- Adjusted Free Cash Flow: Positive $2.1M, a $15.8M improvement YoY, marking first-ever annual positive adjusted free cash flow.
- Operating Margin: 6.8%, significantly above guidance, with 5% full-year margin expected.
- Cloud Amplifier Growth: 350+ active accounts and 450% YoY increase in unique users, driven by cloud data warehouse integration.
- Consumption Pricing Shift: 80% of ARR now on consumption contracts, up from single digits two years ago.
- ARR Net Retention: 95%, up sequentially for fifth consecutive quarter, with 90% gross retention expected by FY '27.
Key Objectives and Progress
The company is making significant progress in executing its key objectives, including deepening its partner ecosystem, accelerating consumption, and pushing AI boundaries. Over 350 accounts are actively using Cloud Amplifier, with unique users soaring 450% year over year. The company has seen a substantial shift to consumption pricing, with 80% of annual recurring revenue on consumption contracts, up from single digits two years ago. This shift is driving growth and improving customer retention.
Growth Prospects and AI Adoption
Domo is experiencing strong adoption of AI features, with unique accounts using AI features increasing over 60% year over year. The company is building an agentic platform, with a next-generation version available in Q1. This focus on AI is expected to drive growth and improve customer delivery. Customer wins in the quarter included new logo deals and expansions with major companies, demonstrating the company's ability to attract and retain customers.
Valuation and Outlook
With a P/S Ratio of 1.12 and an EV/EBITDA of -9.95, the market is pricing in a certain level of growth and profitability.
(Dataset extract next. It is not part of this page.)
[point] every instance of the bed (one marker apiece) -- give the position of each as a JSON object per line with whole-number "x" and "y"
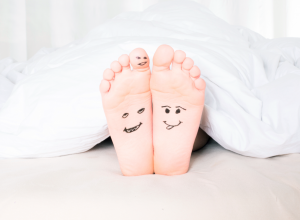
{"x": 51, "y": 118}
{"x": 219, "y": 185}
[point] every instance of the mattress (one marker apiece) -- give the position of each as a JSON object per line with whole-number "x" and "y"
{"x": 220, "y": 184}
Analysts estimate next year's revenue growth at 0.5%. Given the company's progress in achieving positive adjusted free cash flow and its focus on balancing growth and profitability, it is well-positioned to meet its guidepost for 10% growth and 10% margin. The expected improvement in gross retention to 90% next year, driven by multiyear contracts and other initiatives, further supports this outlook.
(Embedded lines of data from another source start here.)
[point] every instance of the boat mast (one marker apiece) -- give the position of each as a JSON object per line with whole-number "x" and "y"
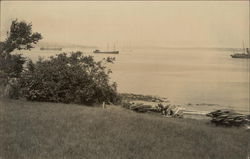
{"x": 243, "y": 47}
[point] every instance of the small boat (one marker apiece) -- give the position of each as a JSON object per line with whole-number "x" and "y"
{"x": 105, "y": 52}
{"x": 49, "y": 48}
{"x": 245, "y": 54}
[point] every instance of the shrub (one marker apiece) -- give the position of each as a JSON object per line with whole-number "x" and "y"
{"x": 19, "y": 37}
{"x": 69, "y": 79}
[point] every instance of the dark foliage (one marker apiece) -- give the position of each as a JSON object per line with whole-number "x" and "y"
{"x": 69, "y": 79}
{"x": 11, "y": 65}
{"x": 20, "y": 37}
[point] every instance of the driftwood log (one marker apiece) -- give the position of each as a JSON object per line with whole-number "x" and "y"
{"x": 228, "y": 118}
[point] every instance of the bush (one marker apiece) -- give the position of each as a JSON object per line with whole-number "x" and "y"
{"x": 69, "y": 79}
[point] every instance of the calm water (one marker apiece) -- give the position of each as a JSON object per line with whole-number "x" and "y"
{"x": 195, "y": 76}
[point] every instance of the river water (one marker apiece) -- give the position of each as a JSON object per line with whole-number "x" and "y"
{"x": 199, "y": 79}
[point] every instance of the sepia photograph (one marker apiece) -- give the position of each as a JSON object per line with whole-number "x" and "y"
{"x": 124, "y": 79}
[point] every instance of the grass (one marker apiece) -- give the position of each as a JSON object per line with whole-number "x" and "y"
{"x": 33, "y": 130}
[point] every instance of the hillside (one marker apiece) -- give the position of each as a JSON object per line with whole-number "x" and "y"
{"x": 50, "y": 130}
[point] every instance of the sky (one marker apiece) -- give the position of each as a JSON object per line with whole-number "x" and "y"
{"x": 140, "y": 23}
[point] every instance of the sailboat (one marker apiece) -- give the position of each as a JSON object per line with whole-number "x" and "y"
{"x": 245, "y": 54}
{"x": 106, "y": 52}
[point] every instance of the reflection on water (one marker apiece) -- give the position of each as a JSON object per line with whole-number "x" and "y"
{"x": 183, "y": 75}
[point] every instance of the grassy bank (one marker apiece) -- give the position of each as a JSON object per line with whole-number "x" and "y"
{"x": 32, "y": 130}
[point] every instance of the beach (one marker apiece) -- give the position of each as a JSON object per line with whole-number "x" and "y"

Operational Efficiency and Expense Management
The company is leveraging AI to empower resources and increase efficiency, which is expected to help manage expenses. While areas of investment may see a run rate higher than in FY '26, the company is focused on balancing growth and profitability. The rule of 40 framework is guiding this balance, ensuring that the company prioritizes both growth and profitability.